Foreste italiane in crescita: un patrimonio raddoppiato dal 1950


In poco più di settant’anni il paesaggio del nostro Paese è cambiato radicalmente. Dal 1950 ad oggi le foreste italiane sono raddoppiate, passando da 5,6 milioni a 11,1 milioni di ettari. Oggi i boschi coprono quasi il 40% del territorio nazionale, come mostra la grafica basata sui dati dell’Inventario Forestale Nazionale (INFC 2015) e sulle elaborazioni di Ispra.

Cresce soprattutto la superficie altomontana: aree abbandonate dall’agricoltura, pendii inaccessibili e zone a uso naturalistico si sono rinaturalizzate, dando spazio a boschi più estesi e, in alcuni casi, più selvatici.

 

Un Paese verde, ma non ovunque allo stesso modo

La mappa delle regioni racconta una realtà molto diversificata. Trentino-Alto Adige, Valle d’Aosta, Liguria e Sardegna superano il 50% di territorio coperto da foreste, con picchi come il 71% in alcune aree alpine.

All’estremo opposto ci sono regioni dove i boschi occupano una porzione molto più ridotta: tra queste la Sicilia, che secondo la grafica si ferma intorno al 15%. Un valore tra i più bassi in Italia.

 

Il nodo Sicilia: poco bosco, tanto potenziale

Perché l’Isola è così indietro rispetto al resto d’Italia? Le cause principali sono note:

• Incendi ricorrenti, spesso dolosi

• Siccità e ondate di calore sempre più frequenti

• Uso del suolo frammentato, con vaste aree agricole o abbandonate

• Poche attività strutturate di riforestazione o gestione forestale attiva

Eppure la Sicilia è una delle terre che avrebbero più bisogno del bosco: più foreste significherebbero maggiore assorbimento di CO₂, contrasto all’erosione, protezione contro frane e incendi, più ombra, più biodiversità, più turismo naturalistico.

 

Montagne e boschi in risalita: la natura si sposta in quota

Le foreste aumentano, ma cambiano volto. A causa del riscaldamento globale, molte specie vegetali non trovano più le condizioni climatiche adatte alle quote più basse: si stanno spostando verso l’alto. Lo stesso vale per alcune colture: vigne, ulivi, cereali. Sempre più agricoltori di montagna scelgono appezzamenti più alti pur di mantenere qualità e produttività.

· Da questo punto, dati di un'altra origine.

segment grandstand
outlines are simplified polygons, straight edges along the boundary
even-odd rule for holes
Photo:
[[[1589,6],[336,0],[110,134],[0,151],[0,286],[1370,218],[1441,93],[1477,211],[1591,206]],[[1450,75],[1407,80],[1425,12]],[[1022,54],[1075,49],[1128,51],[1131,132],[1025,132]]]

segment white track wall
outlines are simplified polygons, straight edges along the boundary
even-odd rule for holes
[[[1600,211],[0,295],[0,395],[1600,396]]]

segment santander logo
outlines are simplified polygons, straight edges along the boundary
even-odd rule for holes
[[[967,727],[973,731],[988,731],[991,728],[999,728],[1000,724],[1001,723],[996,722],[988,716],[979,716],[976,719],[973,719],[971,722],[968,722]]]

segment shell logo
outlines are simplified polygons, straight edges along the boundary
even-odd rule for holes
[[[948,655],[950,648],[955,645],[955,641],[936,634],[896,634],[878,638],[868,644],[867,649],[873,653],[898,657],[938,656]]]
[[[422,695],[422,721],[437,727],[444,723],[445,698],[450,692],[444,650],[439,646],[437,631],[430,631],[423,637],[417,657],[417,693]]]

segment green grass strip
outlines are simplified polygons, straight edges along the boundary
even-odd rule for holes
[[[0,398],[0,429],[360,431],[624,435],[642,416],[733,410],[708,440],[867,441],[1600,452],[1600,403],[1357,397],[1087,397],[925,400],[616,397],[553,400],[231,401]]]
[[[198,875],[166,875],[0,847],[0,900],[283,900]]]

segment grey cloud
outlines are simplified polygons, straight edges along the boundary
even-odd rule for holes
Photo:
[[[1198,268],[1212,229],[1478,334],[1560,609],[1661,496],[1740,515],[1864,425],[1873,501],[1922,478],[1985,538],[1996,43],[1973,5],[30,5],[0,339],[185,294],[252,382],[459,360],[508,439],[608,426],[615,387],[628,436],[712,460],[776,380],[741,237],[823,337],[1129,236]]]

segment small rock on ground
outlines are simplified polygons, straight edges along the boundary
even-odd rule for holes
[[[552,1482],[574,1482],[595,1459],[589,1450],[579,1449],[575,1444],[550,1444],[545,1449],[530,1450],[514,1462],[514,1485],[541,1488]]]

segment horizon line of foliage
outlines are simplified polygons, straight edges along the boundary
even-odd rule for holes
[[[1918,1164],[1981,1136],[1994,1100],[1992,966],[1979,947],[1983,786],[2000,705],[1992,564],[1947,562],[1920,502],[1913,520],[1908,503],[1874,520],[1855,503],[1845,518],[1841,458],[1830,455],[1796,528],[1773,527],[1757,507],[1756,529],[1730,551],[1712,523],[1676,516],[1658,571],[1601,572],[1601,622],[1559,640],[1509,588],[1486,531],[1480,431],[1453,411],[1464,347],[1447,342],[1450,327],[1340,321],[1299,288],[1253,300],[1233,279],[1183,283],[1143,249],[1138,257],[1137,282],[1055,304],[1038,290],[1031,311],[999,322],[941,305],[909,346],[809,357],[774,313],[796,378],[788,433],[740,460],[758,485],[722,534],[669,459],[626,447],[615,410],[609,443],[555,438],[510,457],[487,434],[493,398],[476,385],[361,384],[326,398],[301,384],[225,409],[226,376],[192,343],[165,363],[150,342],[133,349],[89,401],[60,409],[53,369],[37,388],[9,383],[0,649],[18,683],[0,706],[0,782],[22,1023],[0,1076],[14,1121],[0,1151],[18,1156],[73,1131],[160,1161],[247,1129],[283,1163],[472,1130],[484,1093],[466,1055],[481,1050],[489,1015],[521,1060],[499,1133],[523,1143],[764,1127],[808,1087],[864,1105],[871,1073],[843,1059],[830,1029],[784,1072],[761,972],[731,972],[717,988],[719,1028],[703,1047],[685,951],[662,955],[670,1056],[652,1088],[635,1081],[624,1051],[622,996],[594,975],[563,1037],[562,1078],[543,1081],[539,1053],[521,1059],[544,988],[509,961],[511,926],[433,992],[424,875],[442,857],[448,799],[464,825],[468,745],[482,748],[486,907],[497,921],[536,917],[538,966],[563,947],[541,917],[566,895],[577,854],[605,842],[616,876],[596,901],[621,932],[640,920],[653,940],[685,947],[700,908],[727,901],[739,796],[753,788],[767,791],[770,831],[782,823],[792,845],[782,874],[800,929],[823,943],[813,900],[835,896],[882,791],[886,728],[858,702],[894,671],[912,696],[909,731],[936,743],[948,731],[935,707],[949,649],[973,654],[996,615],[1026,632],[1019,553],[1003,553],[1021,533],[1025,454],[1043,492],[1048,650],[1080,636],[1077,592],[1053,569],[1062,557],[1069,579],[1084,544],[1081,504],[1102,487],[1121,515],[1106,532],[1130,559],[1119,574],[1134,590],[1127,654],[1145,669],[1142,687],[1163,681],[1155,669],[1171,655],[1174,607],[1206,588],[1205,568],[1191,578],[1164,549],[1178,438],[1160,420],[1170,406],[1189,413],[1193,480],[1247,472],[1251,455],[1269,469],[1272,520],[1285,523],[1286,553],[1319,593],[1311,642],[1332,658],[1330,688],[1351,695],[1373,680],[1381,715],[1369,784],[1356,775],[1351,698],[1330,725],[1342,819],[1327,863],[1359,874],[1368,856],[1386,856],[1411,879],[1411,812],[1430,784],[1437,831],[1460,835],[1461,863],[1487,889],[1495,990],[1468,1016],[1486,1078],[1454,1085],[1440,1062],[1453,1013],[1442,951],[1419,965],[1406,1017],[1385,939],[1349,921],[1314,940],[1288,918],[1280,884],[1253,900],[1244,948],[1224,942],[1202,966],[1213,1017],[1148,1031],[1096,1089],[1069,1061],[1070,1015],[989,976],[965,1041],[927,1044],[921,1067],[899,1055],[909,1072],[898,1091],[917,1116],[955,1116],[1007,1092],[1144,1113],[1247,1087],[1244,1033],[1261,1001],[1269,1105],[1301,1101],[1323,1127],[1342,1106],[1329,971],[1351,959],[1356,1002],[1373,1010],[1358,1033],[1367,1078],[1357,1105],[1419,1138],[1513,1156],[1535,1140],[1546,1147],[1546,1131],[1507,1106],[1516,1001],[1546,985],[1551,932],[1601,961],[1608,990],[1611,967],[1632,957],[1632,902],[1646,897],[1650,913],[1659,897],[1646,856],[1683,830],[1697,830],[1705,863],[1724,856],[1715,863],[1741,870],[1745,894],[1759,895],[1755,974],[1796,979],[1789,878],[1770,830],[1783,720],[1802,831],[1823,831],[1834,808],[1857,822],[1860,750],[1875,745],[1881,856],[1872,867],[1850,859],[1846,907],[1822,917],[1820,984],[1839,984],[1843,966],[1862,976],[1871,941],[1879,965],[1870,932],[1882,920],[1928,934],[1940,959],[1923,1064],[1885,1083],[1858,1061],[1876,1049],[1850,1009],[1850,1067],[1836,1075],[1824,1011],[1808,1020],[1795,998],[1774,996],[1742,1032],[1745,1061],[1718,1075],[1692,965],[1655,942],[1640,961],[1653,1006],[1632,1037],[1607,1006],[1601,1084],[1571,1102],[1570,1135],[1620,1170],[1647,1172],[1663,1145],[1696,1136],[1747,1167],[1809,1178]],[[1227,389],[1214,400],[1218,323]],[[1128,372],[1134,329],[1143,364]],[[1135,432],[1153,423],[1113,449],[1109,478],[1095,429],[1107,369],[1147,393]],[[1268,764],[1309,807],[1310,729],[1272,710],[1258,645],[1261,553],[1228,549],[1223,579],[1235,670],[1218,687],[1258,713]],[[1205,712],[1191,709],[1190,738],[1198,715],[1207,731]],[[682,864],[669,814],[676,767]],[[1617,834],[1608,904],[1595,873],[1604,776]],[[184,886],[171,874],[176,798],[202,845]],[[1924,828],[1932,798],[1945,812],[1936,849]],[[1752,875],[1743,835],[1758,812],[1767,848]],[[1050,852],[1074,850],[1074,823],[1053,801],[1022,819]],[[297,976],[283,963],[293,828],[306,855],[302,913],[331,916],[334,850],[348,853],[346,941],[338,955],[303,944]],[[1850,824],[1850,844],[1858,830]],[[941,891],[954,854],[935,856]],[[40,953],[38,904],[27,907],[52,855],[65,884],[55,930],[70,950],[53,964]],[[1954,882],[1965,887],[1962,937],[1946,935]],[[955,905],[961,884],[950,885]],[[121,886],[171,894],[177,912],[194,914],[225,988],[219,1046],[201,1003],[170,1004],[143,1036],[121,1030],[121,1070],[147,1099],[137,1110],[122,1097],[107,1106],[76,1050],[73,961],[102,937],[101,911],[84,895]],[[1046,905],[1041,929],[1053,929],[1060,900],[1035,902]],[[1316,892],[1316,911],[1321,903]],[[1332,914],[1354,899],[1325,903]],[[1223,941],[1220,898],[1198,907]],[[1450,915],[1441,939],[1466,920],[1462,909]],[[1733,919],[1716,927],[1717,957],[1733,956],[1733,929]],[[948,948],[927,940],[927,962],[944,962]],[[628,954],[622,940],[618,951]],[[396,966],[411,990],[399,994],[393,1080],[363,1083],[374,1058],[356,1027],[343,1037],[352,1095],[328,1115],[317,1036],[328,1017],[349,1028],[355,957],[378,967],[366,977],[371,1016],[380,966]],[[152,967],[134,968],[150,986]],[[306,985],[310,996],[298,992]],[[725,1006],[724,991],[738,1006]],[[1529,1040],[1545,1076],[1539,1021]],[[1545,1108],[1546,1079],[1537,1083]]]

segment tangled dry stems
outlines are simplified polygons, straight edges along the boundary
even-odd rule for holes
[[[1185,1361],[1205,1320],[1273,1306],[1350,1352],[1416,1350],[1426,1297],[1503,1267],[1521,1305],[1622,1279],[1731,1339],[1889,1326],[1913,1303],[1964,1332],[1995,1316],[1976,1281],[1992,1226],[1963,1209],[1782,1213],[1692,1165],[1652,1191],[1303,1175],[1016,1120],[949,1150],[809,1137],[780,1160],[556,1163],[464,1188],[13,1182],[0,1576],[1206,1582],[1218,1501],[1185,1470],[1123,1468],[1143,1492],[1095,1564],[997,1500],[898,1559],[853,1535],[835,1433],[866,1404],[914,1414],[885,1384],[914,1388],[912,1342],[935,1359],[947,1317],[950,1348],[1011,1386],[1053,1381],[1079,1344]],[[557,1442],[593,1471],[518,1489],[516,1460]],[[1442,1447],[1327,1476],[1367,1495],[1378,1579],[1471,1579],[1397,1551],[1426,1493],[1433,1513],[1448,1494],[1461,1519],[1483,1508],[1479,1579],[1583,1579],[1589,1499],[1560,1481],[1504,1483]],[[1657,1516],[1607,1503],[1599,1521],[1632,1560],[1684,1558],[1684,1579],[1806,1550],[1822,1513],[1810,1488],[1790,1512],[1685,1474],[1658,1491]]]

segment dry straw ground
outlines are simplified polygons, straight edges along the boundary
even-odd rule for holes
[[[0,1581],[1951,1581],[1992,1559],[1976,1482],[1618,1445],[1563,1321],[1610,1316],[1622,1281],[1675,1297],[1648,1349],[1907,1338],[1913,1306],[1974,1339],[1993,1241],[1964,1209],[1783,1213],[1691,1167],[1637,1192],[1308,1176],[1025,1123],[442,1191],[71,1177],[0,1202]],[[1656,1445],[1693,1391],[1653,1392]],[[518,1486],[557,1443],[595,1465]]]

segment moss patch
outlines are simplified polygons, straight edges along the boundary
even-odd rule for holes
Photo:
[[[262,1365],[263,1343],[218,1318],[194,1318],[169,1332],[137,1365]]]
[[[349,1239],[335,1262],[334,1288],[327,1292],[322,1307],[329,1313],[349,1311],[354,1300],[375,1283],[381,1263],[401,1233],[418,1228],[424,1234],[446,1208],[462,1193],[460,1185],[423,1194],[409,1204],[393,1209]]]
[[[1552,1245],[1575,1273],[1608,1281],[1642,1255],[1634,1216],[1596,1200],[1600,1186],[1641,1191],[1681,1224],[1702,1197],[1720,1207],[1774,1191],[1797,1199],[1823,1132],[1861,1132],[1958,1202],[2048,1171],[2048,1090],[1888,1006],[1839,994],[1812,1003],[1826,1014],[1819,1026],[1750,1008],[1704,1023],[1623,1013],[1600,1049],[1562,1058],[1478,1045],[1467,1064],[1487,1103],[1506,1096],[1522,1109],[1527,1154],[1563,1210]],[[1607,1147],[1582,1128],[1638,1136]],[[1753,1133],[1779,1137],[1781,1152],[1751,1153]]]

È un fenomeno evidente sulle Alpi e negli Appennini, ma anche in Sicilia, dove l’agricoltura d’altura sta tornando a essere una risposta ai cambiamenti climatici.

 

Perché la Sicilia non deve restare indietro

Se l’Italia diventa sempre più verde, la Sicilia rischia di rimanere l’anello debole. Ripensare l’uso del suolo, prevenire gli incendi, investire in riforestazione e agricoltura adattata al clima sono sfide urgenti.

L’isola potrebbe trasformare le aree abbandonate in corridoi verdi e le sue montagne – dai Nebrodi alle Madonie – in laboratori di economia sostenibile, turismo lento, produzione agricola di quota e biodiversità.

Insomma: non è solo una questione di alberi. È una questione di futuro.